Vikings, Mary Kills People win at DGC Awards

Weirdos claimed the top film prize at the 16th annual edition of the awards gala.

Vikings walked away with a big haul at the 16th annual Directors Guild of Canada Award show. Helen Shaver claimed the best direction for a dramatic series prize for her work on the History television series, which also picked up a pair of trophies in the best picture editing and sound editing categories.

Meanwhile, Mary Kills People director Holly Dale picked up the top directing trophy in the MOW/miniseries category, where the show competed against the likes of Cardinal (Daniel Grou)Odd Squad: The Movie (J.J. Johnson) and Serialized (Michel Poulette)

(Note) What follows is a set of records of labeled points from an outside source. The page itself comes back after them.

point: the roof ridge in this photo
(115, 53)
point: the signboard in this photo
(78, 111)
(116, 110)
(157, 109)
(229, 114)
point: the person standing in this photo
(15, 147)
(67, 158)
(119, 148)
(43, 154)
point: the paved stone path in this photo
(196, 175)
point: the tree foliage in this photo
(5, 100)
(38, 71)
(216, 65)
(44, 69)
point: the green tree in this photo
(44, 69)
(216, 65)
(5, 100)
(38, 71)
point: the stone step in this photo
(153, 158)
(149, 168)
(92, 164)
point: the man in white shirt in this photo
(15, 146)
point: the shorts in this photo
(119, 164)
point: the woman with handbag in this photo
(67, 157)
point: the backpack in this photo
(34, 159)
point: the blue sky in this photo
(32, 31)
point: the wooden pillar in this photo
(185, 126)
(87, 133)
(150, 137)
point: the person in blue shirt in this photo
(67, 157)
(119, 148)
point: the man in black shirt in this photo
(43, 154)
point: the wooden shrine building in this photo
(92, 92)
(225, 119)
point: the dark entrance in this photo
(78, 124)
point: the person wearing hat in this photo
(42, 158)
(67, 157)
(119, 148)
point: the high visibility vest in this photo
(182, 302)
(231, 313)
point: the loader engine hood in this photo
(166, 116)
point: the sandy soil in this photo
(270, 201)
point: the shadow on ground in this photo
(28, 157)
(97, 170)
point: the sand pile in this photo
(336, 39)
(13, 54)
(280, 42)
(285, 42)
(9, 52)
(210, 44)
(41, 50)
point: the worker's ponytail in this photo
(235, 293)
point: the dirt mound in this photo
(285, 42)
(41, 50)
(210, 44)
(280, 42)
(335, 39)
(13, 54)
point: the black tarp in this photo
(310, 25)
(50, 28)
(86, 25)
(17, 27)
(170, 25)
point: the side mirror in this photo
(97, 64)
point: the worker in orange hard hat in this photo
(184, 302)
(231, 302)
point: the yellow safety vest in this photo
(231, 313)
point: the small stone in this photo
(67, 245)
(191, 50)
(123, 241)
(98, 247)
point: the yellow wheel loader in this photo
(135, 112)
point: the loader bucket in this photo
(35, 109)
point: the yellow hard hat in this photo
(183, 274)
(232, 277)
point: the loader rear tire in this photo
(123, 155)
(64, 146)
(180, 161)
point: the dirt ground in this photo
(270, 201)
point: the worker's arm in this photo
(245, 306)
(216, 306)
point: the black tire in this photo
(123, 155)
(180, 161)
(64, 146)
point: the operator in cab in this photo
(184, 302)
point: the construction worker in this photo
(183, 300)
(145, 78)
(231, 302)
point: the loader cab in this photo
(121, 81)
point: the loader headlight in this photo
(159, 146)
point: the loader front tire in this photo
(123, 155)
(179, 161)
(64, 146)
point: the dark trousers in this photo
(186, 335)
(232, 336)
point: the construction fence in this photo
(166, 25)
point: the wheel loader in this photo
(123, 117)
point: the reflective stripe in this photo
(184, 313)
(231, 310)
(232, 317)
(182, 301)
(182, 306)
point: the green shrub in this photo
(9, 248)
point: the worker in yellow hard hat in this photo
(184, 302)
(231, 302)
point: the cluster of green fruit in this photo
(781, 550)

Bruce McDonald’s direction on Weirdos (pictured), took the top directing prize in the feature film category, which also included Undercover Grandpa (Erik Canuel), Mean Dreams (Nathan Morlando), Two Lovers and a Bear (Kim Nguyen) and Awakening the Zodiac (Jonathan Wright).

Other big winners of the evening included CTV’s Cardinal, which walked away with three trophies, including hardware in the production design, picture editing and sound editing; and the Fred Peabody-directed project All Governments Lie: Truth, Deception and the Spirit of I.F. Stone, which won the Allan King Award for Excellence in Documentary as well as the best picture editing in docs trophy (for editor Jim Munro).

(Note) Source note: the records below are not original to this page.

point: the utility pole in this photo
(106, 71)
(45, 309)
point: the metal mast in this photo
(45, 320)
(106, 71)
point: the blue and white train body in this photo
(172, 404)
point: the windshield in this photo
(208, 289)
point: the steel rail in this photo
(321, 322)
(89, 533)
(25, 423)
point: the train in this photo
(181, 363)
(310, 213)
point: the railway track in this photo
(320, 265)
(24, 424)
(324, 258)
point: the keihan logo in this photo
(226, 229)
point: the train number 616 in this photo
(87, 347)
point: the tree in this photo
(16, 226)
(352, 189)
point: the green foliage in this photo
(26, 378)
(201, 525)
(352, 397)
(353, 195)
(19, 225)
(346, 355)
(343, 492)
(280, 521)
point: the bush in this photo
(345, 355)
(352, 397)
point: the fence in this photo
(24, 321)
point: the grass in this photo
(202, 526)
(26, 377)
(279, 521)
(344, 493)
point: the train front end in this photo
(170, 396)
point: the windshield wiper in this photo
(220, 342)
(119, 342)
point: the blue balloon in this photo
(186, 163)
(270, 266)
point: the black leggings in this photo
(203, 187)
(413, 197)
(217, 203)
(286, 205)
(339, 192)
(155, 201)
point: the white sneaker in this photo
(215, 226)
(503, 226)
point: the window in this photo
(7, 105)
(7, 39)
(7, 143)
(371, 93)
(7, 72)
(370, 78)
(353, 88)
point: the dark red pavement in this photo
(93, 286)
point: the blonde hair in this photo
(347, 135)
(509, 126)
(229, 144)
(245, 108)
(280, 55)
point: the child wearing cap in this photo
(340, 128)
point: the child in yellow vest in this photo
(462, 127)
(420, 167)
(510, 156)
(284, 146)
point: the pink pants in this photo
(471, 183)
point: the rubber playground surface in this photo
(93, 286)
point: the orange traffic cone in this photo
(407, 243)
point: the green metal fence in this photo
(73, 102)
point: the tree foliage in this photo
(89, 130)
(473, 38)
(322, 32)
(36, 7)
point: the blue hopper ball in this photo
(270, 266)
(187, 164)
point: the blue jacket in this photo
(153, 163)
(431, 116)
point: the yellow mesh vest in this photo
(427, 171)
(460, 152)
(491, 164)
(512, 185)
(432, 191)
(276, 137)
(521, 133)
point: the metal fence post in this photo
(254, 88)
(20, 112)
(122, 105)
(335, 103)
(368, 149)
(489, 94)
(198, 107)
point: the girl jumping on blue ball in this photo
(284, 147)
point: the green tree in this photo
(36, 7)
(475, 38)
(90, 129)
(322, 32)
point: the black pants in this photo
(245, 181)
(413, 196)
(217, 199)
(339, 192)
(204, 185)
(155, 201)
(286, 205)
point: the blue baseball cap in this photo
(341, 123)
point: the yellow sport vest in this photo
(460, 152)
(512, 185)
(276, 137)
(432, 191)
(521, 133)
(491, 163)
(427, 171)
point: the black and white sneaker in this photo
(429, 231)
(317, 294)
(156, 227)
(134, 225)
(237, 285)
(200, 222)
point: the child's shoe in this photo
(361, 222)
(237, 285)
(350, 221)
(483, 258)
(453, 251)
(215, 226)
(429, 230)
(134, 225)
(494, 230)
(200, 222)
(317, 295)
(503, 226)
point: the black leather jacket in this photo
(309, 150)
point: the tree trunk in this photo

The 2017 DGC Discovery Award was presented to emerging filmmaker Wayne Wapeemukwa for his film Luk’Luk’I.

Getting into specific categories: Aleysa Young (Baroness Von Sketch Show) and Dean Bennett (Heartland) picked up best direction in the comedy and family categories respectively.

Elsewhere in the best picture editing categories, Ron Sanders/Sandy Pereira won the feature prize for Mean Dreams, Donald Cassidy won the TV series prize for Vikings and Teresa De Luca won the MOW/miniseries award for Cardinal.

Cardinal also claimed the best production design award in the MOW/miniseries category, with the prize going to award-winning production designer Rob Gray, who passed away in December 2016. In the other production design awards, John Dondertman won the TV prize for Orphan Black and Lisa Soper won the film prize for Awakening the Zodiac.

In the sound editing awards category, the film prize went to Ratchet & Clank (Nelson Ferreira, J.R. Fountain, Dashen Naidoo, John D. Smith), the MOW/miniseries prize went to Cardinal (Claire Dobson, Nelson Ferreira, Paul Germann, David McCallum, Jane Tattersall) and the TV series prize went to Vikings (Claire Dobson, Andrew Jablonski, David McCallum, Steve Medeiros, Brennan Mercer, Dale Sheldrake, Jane Tattersall).

On the night, Don Shebib was also presented with the DGC Lifetime Achievement Award and Anne Sirois received the Don Haldane Distinguished Service Award.